Di tengah masyarakat beredar kaidah-kaidah yang mereka jadikan acuan di di di dalam beragama. Padahal kaidah-kaidah seterusnya tidak ada asalnya berasal berasal dari para salafus shalih dan para ulama Ahlussunnah. Terlebih lagi kaidah-kaidah ini mempunyai kasus dan bertentangan bersama bersama bersama bersama syariat. Diantaranya adalah kaidah-kaidah seterusnya ini, yang secara umum merupakan kaidah yang batil dan keliru. Walaupun memang, kaidah-kaidah ini dapat dimaknai benar bersama bersama bersama bersama syarat dan keputusan khusus.
Kaidah: "kita tolong-menolong di di di dalam perkara yang kami sepakati, dan kami saling mengimbuhkan udzur di di di dalam perkara yang kami perselisihkan" Jelas kaidah ini keliru, bertentangan bersama bersama bersama bersama firman Allah: "saling tolong menolonglah di di di dalam kebaikan dan ketaqwaan dan janganlah saling tolong membantu di di di dalam dosa dan pelanggaran" (QS. Al Maidah: 2). Ayat ini menunjukkan bagwa tolong membantu itu bukan di di di dalam perkara yang disepakati oleh manusia, namun di di di dalam kebaikan dan ketaatan. Jika sekelompok orang sepakat
melaksanakan bid’ah, maka senantiasa tidak boleh tolong-menolong di di di dalam kebid’ahan. Kaidah di atas terhitung bertentangan bersama bersama bersama bersama firman Allah: "Jika anda tidak sama pendapat tentang sesuatu, maka kembalikanlah ia kepada Allah (Al Qur’an) dan Rasul (sunnahnya), terkecuali anda sangat beriman kepada Allah dan hari kemudian. Yang demikian itu lebih utama (bagimu) dan lebih baik akibatnya." (QS. An Nisa: 59)

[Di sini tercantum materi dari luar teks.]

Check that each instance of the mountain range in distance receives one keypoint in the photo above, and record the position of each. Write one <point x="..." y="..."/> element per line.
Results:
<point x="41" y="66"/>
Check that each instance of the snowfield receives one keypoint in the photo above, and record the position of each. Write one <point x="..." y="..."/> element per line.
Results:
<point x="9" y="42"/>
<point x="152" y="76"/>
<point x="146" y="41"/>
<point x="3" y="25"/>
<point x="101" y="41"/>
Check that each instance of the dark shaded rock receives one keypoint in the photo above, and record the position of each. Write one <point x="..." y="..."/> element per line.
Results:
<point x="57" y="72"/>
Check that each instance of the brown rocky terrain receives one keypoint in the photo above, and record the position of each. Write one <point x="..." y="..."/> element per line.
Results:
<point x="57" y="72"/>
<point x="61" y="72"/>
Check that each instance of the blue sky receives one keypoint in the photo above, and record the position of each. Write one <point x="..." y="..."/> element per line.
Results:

Maka di di di dalam perkara yang kami perselisihkan, sikap yang benar bukan mengimbuhkan saling mengimbuhkan udzur, namun kami lagi kepada Allah dan Rasul-Nya. Jadikan dalil sebagai kata pemutus. Syaikh Shalih Al Fauzan menjelaskan: "Kaidah: kami bersatu di di di dalam perkara yang kami sepakati, dan kami saling mengimbuhkan udzur di di di dalam perkara yang kami perselisihkan. Ini tidak sangsi lagi adalah perkataan yang batil. Wajib bagi kami semua untuk bersatu di atas Al Qur’an dan As Sunnah. Perkara yang kami perselisihkan, kami kembalikan kepada Al Qur’an dan Sunnah Rasul, bukan menjadi kami saling bertoleransi dan membiarkan senantiasa terhadap perbedaan. Bahkan yang benar adalah kami kembalikan kepada Al Qur’an dan Sunnah Rasul. Pendapat yang bersesuaikan bersama bersama bersama bersama kebenaran, kami ambil, pendapat yang tidak benar maka kami tinggalkan. Itulah yang perlu bagi kita, bukan membiarkan umat senantiasa terhadap perselisihan" (Syarah Ushul As Sittah, hal. 20-21).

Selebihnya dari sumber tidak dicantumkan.